Hanya ada ia, Barra, dan putri kecilnya ....
"I-iya, Pak. Maaf, saya keluar, Pak ... saya—"
Barra menghentikan Kailani yang sudah mengemas alat tulisnya dan tasnya. Ia padahal sudah berdiri dan siap beranjak. "Kamu temen ... yang anu itu, kan?"
"Anu?"
"Pirang gelap, bergelombang, gaya ketawanya aneh."
Karena video call yang masih menyala, Khloe bisa mendengar pertanyaan itu. Satu-satunya di antara mereka yang memiliki style begitu serta berinteraksi dengan Barra hanya dirinya. "Itu gue!" pekiknya.
Spontan karena teriakan itu, Isabelle dan Kailani memegang telinganya.
"Ish ... ni anak."
"Kailani."
"Eh, mm ... maksud Bapak ... Khloe, ya, Pak?" tanya Kailani, meski sudah yakin siapa yang dimaksud ... hanya sebuah formalitas.

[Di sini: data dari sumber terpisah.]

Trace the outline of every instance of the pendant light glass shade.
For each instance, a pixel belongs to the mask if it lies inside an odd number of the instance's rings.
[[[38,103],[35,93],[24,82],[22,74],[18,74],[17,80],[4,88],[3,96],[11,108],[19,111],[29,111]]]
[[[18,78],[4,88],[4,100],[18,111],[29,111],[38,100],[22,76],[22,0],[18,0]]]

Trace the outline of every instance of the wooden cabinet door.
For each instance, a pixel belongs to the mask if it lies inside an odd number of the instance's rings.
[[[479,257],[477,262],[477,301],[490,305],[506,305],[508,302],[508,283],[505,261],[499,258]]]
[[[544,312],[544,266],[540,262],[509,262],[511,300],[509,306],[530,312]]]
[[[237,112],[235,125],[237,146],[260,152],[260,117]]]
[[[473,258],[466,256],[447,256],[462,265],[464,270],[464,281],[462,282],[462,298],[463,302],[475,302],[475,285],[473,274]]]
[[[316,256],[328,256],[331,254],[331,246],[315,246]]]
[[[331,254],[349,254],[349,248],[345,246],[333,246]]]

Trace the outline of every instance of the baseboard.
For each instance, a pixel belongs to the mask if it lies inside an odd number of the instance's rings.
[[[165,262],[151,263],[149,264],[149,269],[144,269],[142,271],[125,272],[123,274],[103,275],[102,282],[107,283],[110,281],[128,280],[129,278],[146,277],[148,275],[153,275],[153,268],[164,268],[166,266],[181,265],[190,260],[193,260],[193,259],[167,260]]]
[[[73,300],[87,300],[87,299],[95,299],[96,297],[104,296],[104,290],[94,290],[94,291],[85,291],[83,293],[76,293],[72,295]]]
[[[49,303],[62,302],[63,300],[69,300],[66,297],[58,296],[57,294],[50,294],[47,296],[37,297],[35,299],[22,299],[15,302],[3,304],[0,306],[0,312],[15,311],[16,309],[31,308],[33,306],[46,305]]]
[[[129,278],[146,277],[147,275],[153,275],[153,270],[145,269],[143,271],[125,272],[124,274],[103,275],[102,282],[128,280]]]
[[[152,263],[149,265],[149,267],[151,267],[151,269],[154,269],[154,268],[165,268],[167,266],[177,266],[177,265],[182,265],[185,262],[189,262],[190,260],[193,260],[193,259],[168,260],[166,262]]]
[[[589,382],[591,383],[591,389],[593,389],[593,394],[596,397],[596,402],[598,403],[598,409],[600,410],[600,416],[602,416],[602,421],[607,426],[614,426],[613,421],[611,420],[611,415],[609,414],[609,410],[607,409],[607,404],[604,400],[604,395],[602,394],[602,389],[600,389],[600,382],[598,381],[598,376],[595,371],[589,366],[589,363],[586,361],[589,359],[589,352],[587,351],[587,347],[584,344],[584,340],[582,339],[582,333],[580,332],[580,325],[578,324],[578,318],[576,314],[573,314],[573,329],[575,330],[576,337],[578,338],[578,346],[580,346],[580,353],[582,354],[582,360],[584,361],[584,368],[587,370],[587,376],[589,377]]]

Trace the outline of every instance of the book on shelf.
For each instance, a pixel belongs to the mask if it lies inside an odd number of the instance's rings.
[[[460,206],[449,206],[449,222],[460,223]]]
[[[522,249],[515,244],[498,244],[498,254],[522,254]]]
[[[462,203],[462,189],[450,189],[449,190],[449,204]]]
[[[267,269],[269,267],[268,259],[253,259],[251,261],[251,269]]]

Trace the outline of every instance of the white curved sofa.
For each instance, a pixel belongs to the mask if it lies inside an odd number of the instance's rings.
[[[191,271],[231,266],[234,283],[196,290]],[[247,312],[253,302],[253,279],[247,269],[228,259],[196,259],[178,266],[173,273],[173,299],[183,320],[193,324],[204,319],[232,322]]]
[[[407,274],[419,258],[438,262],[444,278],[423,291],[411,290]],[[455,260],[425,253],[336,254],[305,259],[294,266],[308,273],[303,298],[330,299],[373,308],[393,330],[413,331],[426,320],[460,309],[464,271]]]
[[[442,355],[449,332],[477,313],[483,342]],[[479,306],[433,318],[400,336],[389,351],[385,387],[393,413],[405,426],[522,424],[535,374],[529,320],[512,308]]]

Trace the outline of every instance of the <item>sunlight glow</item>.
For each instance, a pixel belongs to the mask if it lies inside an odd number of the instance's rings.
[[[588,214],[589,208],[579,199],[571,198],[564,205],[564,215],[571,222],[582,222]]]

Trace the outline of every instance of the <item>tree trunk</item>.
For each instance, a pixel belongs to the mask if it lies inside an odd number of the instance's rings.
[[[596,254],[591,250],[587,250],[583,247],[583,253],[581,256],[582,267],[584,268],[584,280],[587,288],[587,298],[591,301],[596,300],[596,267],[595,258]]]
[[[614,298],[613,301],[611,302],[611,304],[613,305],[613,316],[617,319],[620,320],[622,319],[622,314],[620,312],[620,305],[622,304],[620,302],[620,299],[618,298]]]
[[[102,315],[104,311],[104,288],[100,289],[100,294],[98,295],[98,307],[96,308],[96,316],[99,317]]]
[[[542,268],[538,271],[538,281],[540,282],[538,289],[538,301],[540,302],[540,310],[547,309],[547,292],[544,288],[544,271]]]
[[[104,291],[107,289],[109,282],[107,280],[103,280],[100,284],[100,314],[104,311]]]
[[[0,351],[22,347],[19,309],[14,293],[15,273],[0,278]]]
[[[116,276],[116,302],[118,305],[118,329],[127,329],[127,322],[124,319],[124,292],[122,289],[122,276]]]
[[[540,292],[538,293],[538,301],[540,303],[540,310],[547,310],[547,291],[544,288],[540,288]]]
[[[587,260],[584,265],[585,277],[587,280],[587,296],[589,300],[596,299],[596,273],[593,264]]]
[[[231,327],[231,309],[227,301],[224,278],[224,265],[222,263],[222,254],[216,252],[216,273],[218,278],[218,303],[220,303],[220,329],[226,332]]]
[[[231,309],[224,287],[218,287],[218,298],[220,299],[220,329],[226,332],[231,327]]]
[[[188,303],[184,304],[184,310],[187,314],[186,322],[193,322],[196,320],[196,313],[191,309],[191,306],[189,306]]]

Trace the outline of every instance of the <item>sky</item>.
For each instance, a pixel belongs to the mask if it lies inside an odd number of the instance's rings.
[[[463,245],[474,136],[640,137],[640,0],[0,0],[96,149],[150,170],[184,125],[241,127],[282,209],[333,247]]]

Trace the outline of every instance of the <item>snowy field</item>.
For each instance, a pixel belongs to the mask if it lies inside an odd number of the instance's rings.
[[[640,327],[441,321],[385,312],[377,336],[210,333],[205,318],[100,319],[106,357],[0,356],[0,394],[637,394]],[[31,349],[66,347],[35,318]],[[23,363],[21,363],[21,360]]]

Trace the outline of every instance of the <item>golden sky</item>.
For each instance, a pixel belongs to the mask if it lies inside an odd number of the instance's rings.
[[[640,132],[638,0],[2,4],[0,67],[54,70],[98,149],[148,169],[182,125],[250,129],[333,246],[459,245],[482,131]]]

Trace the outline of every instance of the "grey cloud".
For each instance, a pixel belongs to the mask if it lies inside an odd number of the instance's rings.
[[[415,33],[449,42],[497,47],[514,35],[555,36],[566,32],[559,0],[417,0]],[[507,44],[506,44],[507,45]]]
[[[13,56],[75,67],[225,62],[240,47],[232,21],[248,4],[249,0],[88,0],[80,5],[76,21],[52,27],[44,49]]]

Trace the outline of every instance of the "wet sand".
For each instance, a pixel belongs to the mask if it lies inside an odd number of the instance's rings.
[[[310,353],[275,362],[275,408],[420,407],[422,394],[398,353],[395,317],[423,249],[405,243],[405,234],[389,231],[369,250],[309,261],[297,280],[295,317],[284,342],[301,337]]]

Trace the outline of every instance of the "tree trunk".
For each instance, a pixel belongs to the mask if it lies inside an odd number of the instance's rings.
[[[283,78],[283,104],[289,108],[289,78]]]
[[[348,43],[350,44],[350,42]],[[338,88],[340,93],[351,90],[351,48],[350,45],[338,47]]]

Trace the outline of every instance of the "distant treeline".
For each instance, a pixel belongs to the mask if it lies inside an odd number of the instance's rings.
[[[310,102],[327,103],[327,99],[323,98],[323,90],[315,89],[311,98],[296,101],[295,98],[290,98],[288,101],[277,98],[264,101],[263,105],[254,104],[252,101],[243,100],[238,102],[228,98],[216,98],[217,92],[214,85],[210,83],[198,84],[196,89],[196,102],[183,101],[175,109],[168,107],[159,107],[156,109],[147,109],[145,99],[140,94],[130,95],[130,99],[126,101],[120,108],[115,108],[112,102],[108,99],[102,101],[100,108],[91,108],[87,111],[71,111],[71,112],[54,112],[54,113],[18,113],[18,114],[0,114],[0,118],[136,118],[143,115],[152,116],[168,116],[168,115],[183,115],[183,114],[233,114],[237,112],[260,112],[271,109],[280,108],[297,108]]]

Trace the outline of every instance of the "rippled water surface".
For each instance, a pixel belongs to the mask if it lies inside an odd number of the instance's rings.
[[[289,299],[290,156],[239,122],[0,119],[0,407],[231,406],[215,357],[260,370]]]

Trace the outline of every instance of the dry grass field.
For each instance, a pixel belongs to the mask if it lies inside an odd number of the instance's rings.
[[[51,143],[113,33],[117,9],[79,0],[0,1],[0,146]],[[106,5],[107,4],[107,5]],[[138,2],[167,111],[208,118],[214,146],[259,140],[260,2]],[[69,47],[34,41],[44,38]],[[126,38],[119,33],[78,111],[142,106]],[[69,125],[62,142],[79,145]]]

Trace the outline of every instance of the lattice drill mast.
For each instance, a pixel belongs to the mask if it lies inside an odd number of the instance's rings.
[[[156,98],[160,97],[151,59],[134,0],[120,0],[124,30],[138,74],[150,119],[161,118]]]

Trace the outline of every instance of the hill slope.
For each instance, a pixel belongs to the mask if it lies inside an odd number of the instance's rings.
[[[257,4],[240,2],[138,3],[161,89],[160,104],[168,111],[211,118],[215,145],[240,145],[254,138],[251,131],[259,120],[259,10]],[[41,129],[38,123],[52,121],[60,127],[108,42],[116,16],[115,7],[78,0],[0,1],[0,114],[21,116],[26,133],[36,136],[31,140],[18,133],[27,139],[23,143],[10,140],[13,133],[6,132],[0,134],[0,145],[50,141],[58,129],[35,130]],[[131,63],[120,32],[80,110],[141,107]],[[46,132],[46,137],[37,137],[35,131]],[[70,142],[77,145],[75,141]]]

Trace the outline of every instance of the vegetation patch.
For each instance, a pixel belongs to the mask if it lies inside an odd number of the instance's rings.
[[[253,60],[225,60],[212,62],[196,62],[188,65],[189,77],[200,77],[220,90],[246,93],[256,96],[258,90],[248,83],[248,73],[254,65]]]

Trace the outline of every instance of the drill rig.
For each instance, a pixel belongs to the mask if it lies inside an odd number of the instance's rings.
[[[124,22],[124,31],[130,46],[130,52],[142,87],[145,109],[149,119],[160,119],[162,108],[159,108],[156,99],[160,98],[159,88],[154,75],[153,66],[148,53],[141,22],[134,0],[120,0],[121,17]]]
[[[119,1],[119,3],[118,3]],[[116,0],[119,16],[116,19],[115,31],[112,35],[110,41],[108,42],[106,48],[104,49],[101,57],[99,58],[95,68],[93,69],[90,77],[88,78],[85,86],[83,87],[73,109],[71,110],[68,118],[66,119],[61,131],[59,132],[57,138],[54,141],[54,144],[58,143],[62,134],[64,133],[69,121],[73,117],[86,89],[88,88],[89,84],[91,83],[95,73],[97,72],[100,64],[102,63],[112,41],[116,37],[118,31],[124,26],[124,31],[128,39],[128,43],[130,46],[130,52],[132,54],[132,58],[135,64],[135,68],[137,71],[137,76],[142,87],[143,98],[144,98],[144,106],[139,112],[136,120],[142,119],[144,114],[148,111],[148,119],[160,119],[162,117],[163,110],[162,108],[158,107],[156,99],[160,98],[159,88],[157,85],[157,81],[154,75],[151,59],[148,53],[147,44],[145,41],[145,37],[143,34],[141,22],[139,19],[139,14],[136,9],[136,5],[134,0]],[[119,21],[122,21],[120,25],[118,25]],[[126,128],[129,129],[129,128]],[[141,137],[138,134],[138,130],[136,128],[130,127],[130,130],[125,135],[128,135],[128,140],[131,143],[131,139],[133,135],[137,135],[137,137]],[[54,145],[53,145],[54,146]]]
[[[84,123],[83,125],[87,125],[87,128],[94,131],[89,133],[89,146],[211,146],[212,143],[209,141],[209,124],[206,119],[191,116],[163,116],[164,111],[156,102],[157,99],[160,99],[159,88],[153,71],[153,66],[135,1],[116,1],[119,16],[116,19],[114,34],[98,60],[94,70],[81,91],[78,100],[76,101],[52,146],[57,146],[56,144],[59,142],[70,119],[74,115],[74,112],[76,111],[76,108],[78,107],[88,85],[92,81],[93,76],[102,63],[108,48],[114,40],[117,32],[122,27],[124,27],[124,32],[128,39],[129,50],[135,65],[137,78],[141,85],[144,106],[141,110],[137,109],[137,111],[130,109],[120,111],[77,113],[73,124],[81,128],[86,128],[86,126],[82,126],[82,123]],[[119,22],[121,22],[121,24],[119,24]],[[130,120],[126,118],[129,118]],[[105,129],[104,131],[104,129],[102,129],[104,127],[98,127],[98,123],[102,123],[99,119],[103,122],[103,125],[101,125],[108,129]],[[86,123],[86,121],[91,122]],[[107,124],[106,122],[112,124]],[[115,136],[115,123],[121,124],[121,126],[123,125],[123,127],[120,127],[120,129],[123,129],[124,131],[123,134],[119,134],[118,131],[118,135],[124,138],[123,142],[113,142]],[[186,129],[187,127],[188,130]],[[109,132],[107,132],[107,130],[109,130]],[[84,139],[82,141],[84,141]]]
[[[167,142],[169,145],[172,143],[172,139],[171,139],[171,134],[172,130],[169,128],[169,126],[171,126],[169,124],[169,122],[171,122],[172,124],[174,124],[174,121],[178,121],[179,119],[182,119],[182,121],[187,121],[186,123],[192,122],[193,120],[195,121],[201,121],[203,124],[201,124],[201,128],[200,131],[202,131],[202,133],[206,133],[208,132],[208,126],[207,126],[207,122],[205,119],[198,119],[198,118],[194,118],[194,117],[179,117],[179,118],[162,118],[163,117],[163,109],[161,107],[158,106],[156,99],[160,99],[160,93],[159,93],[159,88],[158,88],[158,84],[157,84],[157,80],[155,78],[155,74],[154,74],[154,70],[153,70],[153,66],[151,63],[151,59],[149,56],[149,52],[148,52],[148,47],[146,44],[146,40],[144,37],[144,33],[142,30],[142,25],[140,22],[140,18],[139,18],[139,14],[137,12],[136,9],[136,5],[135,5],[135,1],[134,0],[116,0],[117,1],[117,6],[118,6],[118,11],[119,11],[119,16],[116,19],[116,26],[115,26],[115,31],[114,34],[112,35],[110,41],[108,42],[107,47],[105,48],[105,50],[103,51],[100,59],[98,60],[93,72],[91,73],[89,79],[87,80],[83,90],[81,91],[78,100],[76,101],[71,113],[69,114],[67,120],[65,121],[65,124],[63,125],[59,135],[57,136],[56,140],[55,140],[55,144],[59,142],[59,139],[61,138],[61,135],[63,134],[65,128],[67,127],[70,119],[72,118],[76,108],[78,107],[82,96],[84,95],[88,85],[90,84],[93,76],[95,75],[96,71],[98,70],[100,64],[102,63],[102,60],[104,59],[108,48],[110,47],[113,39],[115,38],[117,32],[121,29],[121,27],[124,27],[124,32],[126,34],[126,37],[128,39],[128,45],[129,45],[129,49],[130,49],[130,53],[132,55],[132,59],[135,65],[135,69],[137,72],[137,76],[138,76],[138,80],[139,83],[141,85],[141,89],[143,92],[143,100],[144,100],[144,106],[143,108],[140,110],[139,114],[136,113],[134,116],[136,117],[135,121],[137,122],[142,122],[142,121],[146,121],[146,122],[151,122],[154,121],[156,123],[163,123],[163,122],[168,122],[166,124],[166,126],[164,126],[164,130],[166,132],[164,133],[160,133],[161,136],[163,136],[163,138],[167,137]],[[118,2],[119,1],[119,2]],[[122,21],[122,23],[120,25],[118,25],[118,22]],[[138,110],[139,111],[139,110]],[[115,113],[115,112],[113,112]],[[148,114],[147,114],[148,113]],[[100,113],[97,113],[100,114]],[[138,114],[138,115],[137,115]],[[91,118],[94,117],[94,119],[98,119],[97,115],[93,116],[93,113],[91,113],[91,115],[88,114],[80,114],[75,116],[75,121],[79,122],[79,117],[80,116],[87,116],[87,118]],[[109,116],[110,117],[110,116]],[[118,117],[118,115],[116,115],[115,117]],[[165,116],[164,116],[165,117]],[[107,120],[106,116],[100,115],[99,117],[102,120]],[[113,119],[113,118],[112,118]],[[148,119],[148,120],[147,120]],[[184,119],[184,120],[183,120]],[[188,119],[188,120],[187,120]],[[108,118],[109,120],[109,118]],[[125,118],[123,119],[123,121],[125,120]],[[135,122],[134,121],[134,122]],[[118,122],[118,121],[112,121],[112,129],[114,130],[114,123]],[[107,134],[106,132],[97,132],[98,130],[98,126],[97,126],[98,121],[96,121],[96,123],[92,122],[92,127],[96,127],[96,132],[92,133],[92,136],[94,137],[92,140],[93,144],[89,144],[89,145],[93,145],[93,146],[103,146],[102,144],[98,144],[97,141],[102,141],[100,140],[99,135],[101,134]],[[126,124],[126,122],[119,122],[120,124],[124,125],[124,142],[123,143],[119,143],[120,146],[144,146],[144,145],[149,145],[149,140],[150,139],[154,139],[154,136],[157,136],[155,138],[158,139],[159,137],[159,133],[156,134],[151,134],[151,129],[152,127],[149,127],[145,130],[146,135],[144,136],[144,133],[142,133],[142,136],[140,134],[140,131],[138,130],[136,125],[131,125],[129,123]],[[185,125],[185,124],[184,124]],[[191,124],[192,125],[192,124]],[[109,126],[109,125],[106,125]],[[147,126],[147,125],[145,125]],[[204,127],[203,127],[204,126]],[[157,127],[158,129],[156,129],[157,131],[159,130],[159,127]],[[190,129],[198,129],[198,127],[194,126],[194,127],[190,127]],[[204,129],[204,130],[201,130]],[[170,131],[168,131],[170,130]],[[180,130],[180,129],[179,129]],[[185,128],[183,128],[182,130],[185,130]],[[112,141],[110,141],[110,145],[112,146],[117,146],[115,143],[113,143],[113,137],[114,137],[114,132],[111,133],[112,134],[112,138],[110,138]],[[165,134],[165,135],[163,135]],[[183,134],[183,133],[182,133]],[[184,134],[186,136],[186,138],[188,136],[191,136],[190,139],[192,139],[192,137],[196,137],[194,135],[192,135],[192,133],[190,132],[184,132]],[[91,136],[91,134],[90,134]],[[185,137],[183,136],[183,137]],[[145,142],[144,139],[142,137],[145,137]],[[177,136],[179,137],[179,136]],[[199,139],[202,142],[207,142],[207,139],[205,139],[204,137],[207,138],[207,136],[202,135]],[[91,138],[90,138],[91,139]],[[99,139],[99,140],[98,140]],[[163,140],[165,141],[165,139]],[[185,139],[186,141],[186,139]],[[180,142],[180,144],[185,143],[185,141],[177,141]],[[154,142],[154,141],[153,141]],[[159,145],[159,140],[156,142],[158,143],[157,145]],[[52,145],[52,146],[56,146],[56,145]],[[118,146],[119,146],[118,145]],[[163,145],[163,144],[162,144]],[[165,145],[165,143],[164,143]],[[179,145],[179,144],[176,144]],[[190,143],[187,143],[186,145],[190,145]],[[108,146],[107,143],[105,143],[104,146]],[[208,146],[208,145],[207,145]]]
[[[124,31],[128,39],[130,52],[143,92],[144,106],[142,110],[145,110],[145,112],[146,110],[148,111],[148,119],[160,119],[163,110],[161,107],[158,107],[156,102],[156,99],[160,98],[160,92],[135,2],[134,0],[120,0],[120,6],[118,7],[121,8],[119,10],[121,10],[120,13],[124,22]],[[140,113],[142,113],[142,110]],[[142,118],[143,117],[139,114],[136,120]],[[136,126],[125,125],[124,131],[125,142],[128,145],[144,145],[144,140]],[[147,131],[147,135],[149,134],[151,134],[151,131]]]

Barra menggumam tanda benar. "Emang ada apa, Pak?"
"Saya minta nomor WA dia, boleh?"
"HAH?!" Lagi, Kailani dan Isabelle memegang telinga masing-masing. Teriakan Khloe benar-benar membunuh mereka kalau begini.
"Jangan teriak-teriak, napa, sih! Tuli gue!" Isabelle jengkel sendiri.
"Eh, maaf, maaf ...." Kedua pipi Khloe memerah, benar-benar malu. "Eh, Kai, jangan kasih dulu. Tanyain kenapa dia minta. Gue, sih, roman-romannya berasa dia pengen PDKT, tapi ... gue gak mau GR." Karena dimintai nomor WA, bukannya meminta, bahkan Barra enggan memberikan nomor pribadinya ke orang lain. Tiga sahabat itu benar-benar bahagia ... tetapi tak sepenuhnya untuk menghindari kegagalan misi.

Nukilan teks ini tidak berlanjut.